第68話
地元の人間、それも関係者でなければ下水道内で迷子になってしまう恐れがある、だが無数に張り巡らされたこれを使えたら奇襲にはうってつけと言える。
「何キロも先に行くわけじゃない、数百メートル歩くだけさ、技術の進歩を利用しようじゃないか」
そう言って衛星携帯電話を手にする、修理したそれは防水機能も備えていた。
「GPS携帯?」
「そうだ地下数メートルでは難しいがマンホール付近にまでいけば電波は届くよ、何せ地下でも利用可能だからね最近は」
一昔前までは緯度が高い地域では使えず綺麗に繋がらなかった、最近は様々な電波塔を複数経由して安定したアクセスが可能になっている。その電波が届く小さなタイムラグを三角測点で導き出し位置を補正するらしい。
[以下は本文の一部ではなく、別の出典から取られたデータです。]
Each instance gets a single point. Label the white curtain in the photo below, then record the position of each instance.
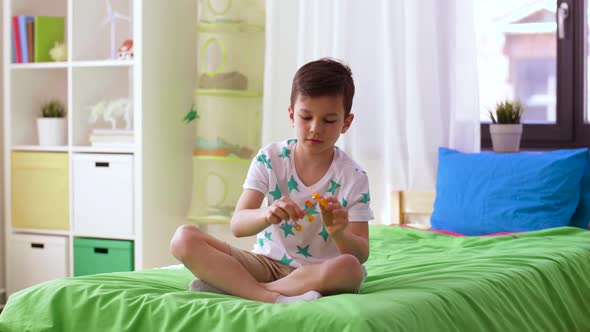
(414, 66)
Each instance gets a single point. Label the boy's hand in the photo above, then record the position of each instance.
(283, 209)
(335, 216)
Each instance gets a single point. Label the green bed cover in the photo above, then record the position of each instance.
(418, 281)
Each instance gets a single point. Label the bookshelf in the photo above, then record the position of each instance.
(228, 98)
(137, 193)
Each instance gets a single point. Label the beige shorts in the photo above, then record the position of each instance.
(262, 268)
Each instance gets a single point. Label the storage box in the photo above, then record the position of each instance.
(228, 11)
(92, 256)
(103, 194)
(40, 190)
(33, 259)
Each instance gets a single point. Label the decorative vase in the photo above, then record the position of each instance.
(52, 131)
(506, 137)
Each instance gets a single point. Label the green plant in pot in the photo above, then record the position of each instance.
(52, 125)
(506, 128)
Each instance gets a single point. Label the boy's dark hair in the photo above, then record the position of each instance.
(324, 77)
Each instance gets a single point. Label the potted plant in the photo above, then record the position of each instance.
(506, 129)
(51, 126)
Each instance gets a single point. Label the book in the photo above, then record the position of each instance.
(48, 31)
(16, 33)
(30, 29)
(22, 32)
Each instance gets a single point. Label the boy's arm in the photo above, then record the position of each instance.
(350, 237)
(249, 218)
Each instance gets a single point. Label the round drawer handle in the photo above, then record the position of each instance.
(101, 250)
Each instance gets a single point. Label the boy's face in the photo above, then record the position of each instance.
(319, 121)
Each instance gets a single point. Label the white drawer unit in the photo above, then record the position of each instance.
(102, 194)
(33, 259)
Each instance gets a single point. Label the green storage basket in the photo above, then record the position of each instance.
(228, 124)
(230, 59)
(217, 185)
(92, 256)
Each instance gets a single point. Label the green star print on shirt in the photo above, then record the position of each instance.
(292, 184)
(303, 251)
(286, 153)
(288, 229)
(285, 260)
(276, 194)
(263, 159)
(333, 186)
(366, 198)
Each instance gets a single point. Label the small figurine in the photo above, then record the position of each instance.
(125, 52)
(59, 52)
(119, 108)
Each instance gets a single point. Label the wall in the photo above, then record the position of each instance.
(2, 284)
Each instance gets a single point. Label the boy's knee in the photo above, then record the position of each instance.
(184, 237)
(346, 265)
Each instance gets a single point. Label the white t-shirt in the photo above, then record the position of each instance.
(304, 242)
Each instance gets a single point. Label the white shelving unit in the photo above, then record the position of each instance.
(156, 169)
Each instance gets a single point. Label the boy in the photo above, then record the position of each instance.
(304, 249)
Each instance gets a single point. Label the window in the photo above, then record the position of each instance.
(522, 55)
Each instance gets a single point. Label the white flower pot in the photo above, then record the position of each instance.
(506, 137)
(52, 131)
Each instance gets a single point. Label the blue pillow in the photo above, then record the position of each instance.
(484, 193)
(581, 217)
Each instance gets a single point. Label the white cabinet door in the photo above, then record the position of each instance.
(33, 259)
(103, 194)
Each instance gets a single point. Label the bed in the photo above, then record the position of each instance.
(419, 280)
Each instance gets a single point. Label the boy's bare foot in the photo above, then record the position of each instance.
(309, 296)
(198, 285)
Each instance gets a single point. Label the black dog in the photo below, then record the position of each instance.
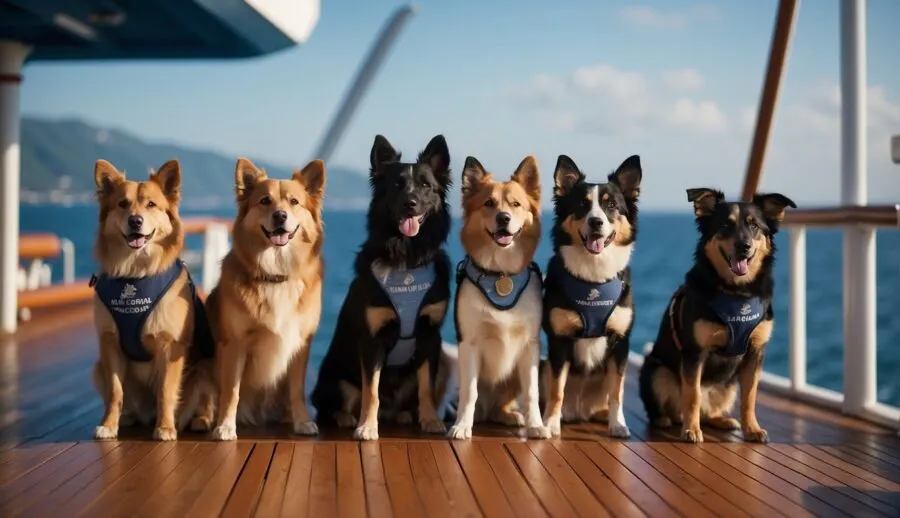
(714, 333)
(588, 304)
(387, 341)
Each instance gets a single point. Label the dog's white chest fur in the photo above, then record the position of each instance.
(589, 352)
(499, 336)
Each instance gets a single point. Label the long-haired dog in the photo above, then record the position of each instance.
(713, 335)
(151, 326)
(386, 351)
(266, 307)
(588, 304)
(498, 302)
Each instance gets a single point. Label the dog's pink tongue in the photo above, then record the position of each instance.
(280, 239)
(739, 267)
(137, 243)
(595, 245)
(409, 227)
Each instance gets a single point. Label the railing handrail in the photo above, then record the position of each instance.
(870, 215)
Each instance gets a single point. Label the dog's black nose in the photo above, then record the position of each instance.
(135, 222)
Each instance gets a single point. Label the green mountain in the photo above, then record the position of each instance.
(58, 157)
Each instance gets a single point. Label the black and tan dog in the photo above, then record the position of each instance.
(386, 350)
(713, 335)
(588, 304)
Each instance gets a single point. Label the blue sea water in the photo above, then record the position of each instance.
(662, 255)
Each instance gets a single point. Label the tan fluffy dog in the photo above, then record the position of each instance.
(499, 342)
(266, 307)
(140, 237)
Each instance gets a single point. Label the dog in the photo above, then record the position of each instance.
(266, 307)
(151, 326)
(588, 302)
(385, 355)
(714, 333)
(498, 300)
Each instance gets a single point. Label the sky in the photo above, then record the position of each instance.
(676, 82)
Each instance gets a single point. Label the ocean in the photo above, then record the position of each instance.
(662, 255)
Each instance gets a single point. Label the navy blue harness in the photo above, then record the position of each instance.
(131, 300)
(406, 290)
(594, 301)
(489, 282)
(741, 315)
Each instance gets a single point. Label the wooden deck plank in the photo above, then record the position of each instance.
(460, 494)
(829, 493)
(604, 490)
(482, 480)
(351, 492)
(576, 492)
(296, 501)
(323, 480)
(246, 491)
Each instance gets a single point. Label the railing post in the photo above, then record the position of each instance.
(215, 246)
(859, 243)
(797, 352)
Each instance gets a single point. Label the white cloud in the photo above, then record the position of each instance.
(696, 116)
(683, 79)
(646, 16)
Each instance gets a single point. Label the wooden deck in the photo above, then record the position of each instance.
(819, 464)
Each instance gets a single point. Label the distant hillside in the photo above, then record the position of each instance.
(58, 158)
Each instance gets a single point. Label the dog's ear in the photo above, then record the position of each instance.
(168, 177)
(704, 200)
(565, 176)
(312, 177)
(246, 176)
(529, 176)
(773, 206)
(382, 153)
(437, 156)
(473, 176)
(106, 178)
(628, 177)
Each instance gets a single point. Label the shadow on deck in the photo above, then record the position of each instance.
(819, 464)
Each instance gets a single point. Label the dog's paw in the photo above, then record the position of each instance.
(759, 435)
(433, 426)
(307, 428)
(537, 432)
(201, 423)
(512, 418)
(619, 430)
(345, 420)
(366, 433)
(105, 433)
(724, 423)
(692, 435)
(460, 432)
(662, 422)
(164, 433)
(225, 432)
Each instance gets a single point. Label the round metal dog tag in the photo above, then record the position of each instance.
(504, 286)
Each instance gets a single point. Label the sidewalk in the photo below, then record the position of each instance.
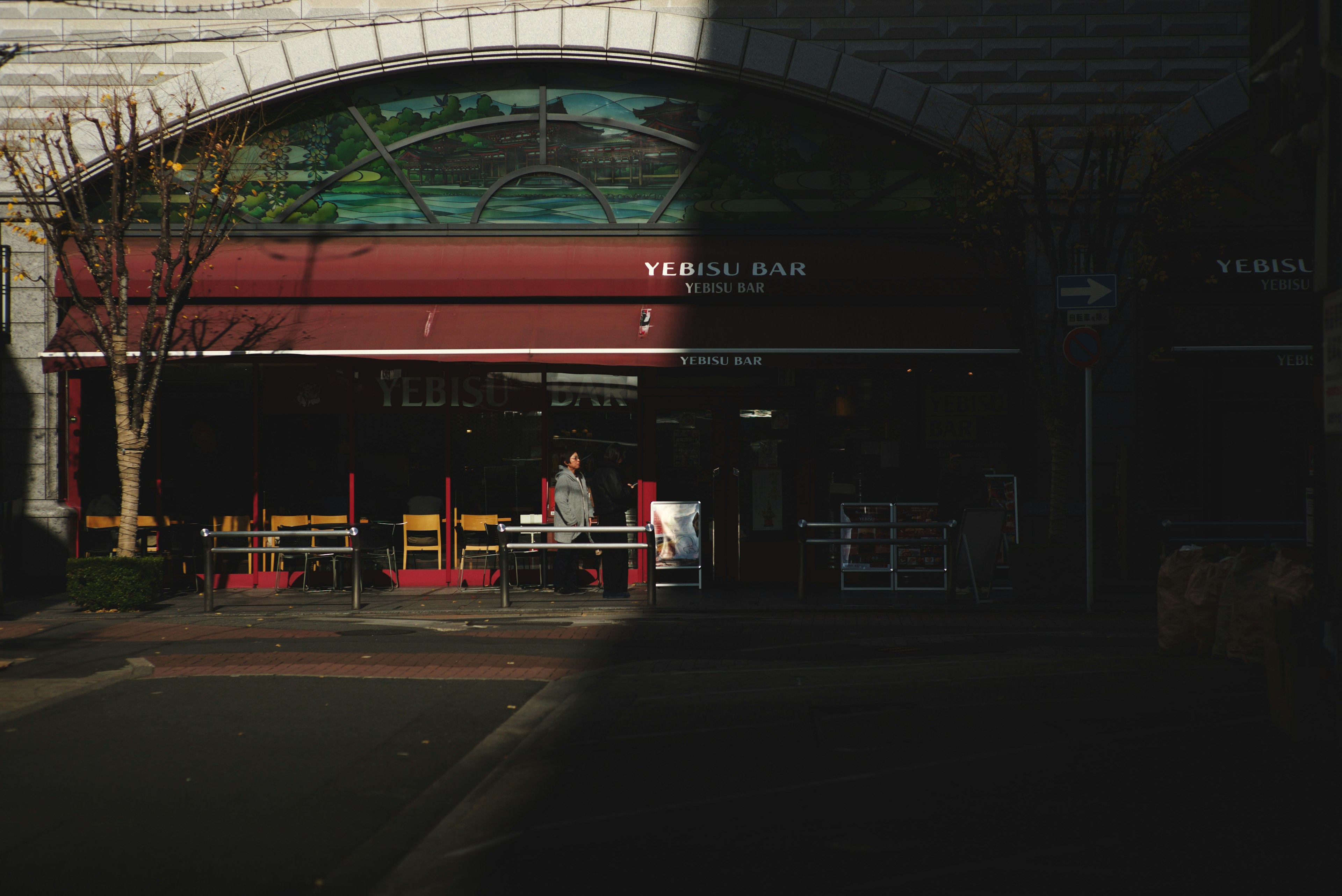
(531, 602)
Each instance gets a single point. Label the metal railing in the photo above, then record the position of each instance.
(211, 549)
(803, 541)
(1210, 525)
(505, 548)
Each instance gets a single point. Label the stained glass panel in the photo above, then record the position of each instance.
(544, 199)
(770, 159)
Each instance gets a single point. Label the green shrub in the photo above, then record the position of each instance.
(115, 583)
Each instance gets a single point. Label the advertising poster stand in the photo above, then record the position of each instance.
(916, 567)
(866, 559)
(676, 526)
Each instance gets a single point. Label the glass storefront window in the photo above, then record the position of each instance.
(305, 465)
(204, 427)
(398, 458)
(768, 474)
(497, 463)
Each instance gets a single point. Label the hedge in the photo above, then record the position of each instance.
(115, 583)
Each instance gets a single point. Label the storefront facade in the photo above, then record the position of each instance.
(461, 277)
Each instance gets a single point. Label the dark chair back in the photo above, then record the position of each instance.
(376, 537)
地上の経由先は補助的なものであってなくとも良い、これが強みであるので通常の携帯電話と違う部分はそこである。もっともアメリカが保持している衛星を利用しなければならなかったり、各国の電波法に引っかかったりと制約は多い。
「そしてそんな行為を司令自らするわけにいかないとなれば、自然と身近な部下に命令せざるを得ませんね」
「身近な部下としてはどのくらいの手勢が必要だと思う?」
笑いながら調子を合わせる、こうなることが解っていて話しかけているのだから。多すぎては宮殿が厳しくなるし、少なくては作戦に支障がでるだろう。
「ま、二十人もいたら充分でしょう」
「そんなに少なくても出来るか?」
やってみなければわからないことに一々反応することもないが、もう少し欲しいならば割くつもりで聞いてみる。
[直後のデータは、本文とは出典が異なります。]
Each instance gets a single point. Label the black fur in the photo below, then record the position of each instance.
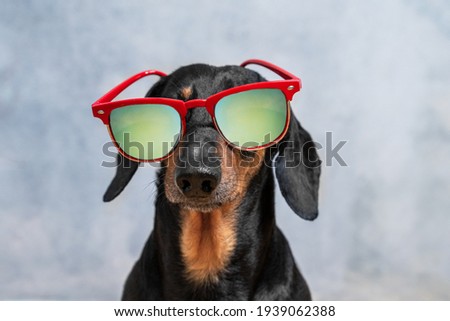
(262, 266)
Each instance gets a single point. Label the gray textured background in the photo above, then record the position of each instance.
(376, 74)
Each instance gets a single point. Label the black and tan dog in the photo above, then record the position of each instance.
(217, 239)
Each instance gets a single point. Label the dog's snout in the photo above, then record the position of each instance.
(197, 184)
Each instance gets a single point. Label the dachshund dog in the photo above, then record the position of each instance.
(215, 235)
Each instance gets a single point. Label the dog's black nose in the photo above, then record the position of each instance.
(197, 184)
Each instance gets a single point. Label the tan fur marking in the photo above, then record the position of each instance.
(207, 242)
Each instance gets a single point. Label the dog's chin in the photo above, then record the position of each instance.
(200, 204)
(203, 207)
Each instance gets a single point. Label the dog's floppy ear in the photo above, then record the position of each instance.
(297, 168)
(124, 172)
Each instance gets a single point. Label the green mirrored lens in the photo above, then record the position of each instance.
(252, 118)
(145, 132)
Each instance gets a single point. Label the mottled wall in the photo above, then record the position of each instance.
(376, 74)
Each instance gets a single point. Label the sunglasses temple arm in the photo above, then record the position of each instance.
(113, 93)
(279, 71)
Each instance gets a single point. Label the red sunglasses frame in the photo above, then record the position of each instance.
(103, 106)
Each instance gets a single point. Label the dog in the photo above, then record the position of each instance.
(229, 246)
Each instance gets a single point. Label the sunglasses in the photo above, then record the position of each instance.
(248, 117)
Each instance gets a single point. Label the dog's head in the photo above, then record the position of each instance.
(204, 171)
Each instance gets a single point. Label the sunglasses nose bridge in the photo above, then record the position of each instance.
(195, 103)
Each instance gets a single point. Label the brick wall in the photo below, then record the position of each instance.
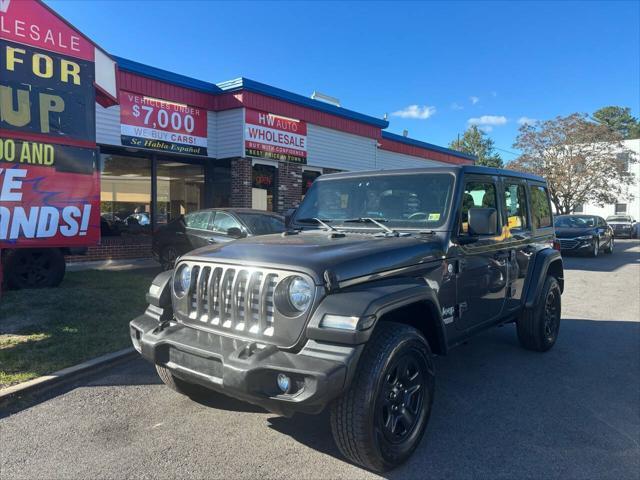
(241, 182)
(116, 248)
(289, 186)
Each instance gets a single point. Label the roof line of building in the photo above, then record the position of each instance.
(429, 146)
(247, 84)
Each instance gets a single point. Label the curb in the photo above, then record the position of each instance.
(48, 381)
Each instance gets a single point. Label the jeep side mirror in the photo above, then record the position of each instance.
(482, 221)
(235, 232)
(288, 215)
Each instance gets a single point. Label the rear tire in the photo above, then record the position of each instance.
(538, 327)
(379, 421)
(34, 268)
(610, 247)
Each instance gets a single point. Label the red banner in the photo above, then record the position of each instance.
(49, 195)
(49, 176)
(157, 124)
(273, 136)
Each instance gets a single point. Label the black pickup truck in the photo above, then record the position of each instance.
(378, 272)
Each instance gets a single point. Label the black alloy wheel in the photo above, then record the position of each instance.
(379, 421)
(401, 398)
(551, 315)
(34, 268)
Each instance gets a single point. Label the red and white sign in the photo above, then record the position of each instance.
(31, 23)
(272, 136)
(157, 124)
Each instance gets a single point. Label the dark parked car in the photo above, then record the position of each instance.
(208, 227)
(587, 234)
(377, 272)
(623, 225)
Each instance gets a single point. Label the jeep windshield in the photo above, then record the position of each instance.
(404, 202)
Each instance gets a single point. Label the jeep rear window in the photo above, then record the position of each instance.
(414, 201)
(540, 208)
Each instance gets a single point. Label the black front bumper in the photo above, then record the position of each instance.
(246, 370)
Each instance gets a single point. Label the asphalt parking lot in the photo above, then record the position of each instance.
(500, 411)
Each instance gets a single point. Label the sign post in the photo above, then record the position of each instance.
(49, 172)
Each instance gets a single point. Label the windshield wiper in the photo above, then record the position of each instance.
(317, 220)
(375, 222)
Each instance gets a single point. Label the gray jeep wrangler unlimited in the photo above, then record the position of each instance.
(378, 272)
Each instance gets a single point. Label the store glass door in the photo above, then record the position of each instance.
(180, 189)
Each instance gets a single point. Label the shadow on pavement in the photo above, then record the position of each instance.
(499, 409)
(626, 252)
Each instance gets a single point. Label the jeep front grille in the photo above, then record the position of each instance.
(234, 299)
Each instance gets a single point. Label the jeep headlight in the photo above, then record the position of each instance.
(293, 296)
(182, 280)
(300, 293)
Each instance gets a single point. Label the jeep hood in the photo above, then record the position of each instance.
(347, 257)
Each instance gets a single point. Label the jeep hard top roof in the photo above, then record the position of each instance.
(453, 169)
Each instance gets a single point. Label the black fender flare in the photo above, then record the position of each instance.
(372, 301)
(543, 262)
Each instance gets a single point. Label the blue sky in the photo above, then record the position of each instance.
(492, 63)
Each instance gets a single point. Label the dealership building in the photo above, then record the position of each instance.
(169, 144)
(257, 146)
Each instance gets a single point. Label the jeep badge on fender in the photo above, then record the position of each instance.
(378, 272)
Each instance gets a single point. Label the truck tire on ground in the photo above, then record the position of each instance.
(538, 327)
(34, 268)
(180, 386)
(380, 420)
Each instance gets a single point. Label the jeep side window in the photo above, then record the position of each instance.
(515, 206)
(477, 195)
(540, 208)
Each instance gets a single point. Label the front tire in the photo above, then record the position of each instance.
(178, 385)
(538, 327)
(380, 420)
(610, 247)
(34, 268)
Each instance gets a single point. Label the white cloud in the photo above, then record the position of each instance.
(416, 111)
(488, 120)
(526, 121)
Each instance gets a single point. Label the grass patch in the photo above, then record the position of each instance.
(42, 331)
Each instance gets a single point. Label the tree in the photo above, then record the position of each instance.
(476, 142)
(577, 157)
(619, 119)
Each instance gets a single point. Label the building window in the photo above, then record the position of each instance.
(180, 190)
(263, 192)
(125, 194)
(621, 208)
(623, 161)
(308, 177)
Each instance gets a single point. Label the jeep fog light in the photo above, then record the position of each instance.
(284, 382)
(182, 280)
(341, 322)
「不意をついて勝てなければ少しくらい人数が増えたところでかわりはしませんよ」
ならば隠密性を重視しますと人数に見切りをつける。
「暫く中隊は預かっておこう、欲しい装備があったら好きなだけ持って行け」
了解と告げて親衛隊らしき分隊を引き抜いて中庭へと消えてゆく。
――さて何とか支えておかなきゃならんな!
本会議場と周辺の見取り図を睨んで捨ててもよい箇所を選別して兵力を集中させる。次いで屋上の兵を減らして一階の防備を厚くした。
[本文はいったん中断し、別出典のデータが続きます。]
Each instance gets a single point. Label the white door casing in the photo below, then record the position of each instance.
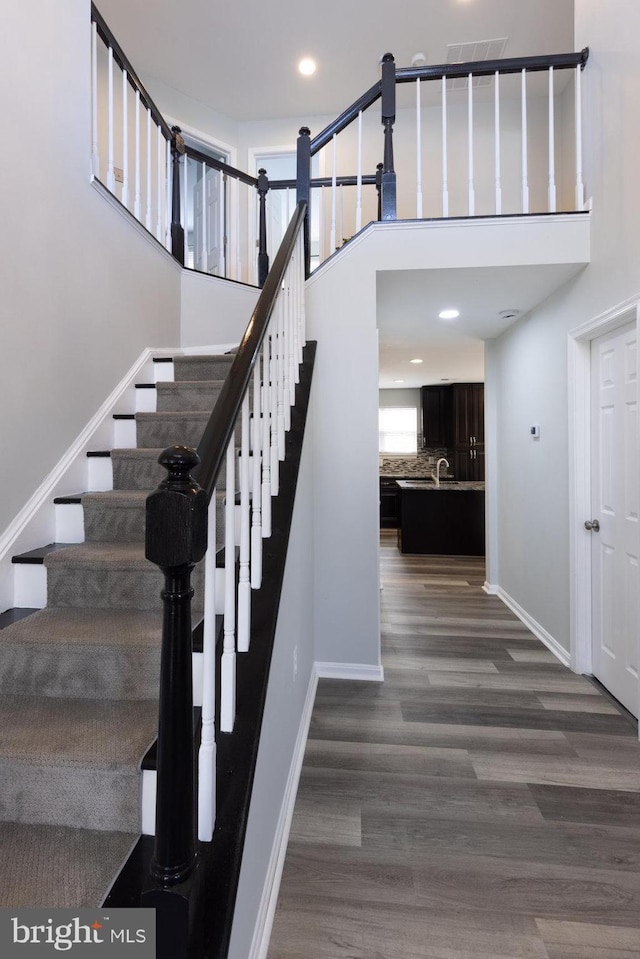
(580, 503)
(614, 496)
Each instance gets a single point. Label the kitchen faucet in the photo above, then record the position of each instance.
(436, 475)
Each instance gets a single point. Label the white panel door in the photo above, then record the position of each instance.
(615, 496)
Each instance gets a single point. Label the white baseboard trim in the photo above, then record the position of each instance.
(358, 671)
(538, 631)
(271, 889)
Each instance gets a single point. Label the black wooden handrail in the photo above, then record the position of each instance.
(219, 430)
(221, 165)
(483, 68)
(478, 68)
(367, 179)
(120, 56)
(346, 117)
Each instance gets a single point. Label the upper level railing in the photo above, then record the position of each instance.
(190, 201)
(481, 138)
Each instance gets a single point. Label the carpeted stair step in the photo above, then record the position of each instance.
(115, 516)
(73, 762)
(155, 430)
(187, 395)
(59, 866)
(107, 576)
(215, 367)
(119, 516)
(87, 652)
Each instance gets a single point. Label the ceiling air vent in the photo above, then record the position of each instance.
(473, 51)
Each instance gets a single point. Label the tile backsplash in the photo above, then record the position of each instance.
(422, 463)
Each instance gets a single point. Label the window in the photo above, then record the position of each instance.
(398, 430)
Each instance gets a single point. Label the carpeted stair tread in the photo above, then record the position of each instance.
(115, 515)
(171, 428)
(58, 866)
(100, 556)
(73, 732)
(187, 394)
(212, 367)
(74, 762)
(93, 653)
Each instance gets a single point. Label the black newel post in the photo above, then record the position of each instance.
(303, 188)
(176, 539)
(263, 256)
(388, 187)
(177, 232)
(379, 169)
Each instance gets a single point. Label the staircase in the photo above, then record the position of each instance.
(79, 678)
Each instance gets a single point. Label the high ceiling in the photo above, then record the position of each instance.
(240, 57)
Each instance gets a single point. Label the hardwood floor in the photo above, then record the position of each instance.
(482, 803)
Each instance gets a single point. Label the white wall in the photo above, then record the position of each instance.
(82, 293)
(529, 362)
(214, 310)
(284, 724)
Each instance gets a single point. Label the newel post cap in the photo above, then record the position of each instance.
(176, 513)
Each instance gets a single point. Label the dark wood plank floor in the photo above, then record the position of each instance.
(482, 803)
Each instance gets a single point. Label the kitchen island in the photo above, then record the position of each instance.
(444, 520)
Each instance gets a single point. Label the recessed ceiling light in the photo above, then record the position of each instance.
(307, 66)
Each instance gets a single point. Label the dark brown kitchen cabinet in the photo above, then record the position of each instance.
(468, 431)
(436, 416)
(468, 414)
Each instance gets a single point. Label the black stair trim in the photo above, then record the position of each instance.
(15, 614)
(220, 860)
(35, 557)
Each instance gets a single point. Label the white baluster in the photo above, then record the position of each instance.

何せニカラグアでは空中からの侵入は皆無とみてよかったからである。空中機動歩兵が編成されるほどヘリがあるわけでもなく、また必要とされる場面が想定されているわけでもなかった。
「これよりA中隊は俺が直接指揮を執る、大尉ほど優しくはないから覚悟して働けよ!」
中隊から笑いが巻き起こる、それが何故だか何となく理解できる彼であった。
「曹長、軍曹、これから敵陣に奇襲を仕掛ける、俺が死んだらお前たちが指揮を執れ!」
分隊二つを眼前に並べて簡単ではないことを画策しているのを明かす。
「自分が死んだら軍曹が、軍曹が死んだら伍長が指揮します!」
外人部隊出身でドイツ人のブッフバルト曹長が第二次世界大戦で中隊を指揮した伍長を思い出して返答する。苛烈な分隊長を持つ隊員は誰一人として怖じ気づくことはない。
「うむ、我々は下水道を通り敵の南側にと出現し、闇に紛れて奇襲を仕掛ける。ターゲットはマナグア警備室長の大佐だ、奴を死傷させたらこの戦は終結する」
脱出方法を一切説明せずに決意の程を示す、その場で全滅したとしてもクァトロの勝利に繋がるとだけ話をした。
何があるかわからないためRPG2を二基、手榴弾を各自二倍で四個、小銃の予備弾倉も三個ぶら下げガスマスクについて無い物ねだりをするわけにいかず濡れたタオルを口に巻いて代用する。銃剣だけでなくナイフも装備し、軽く食事をとり休憩する。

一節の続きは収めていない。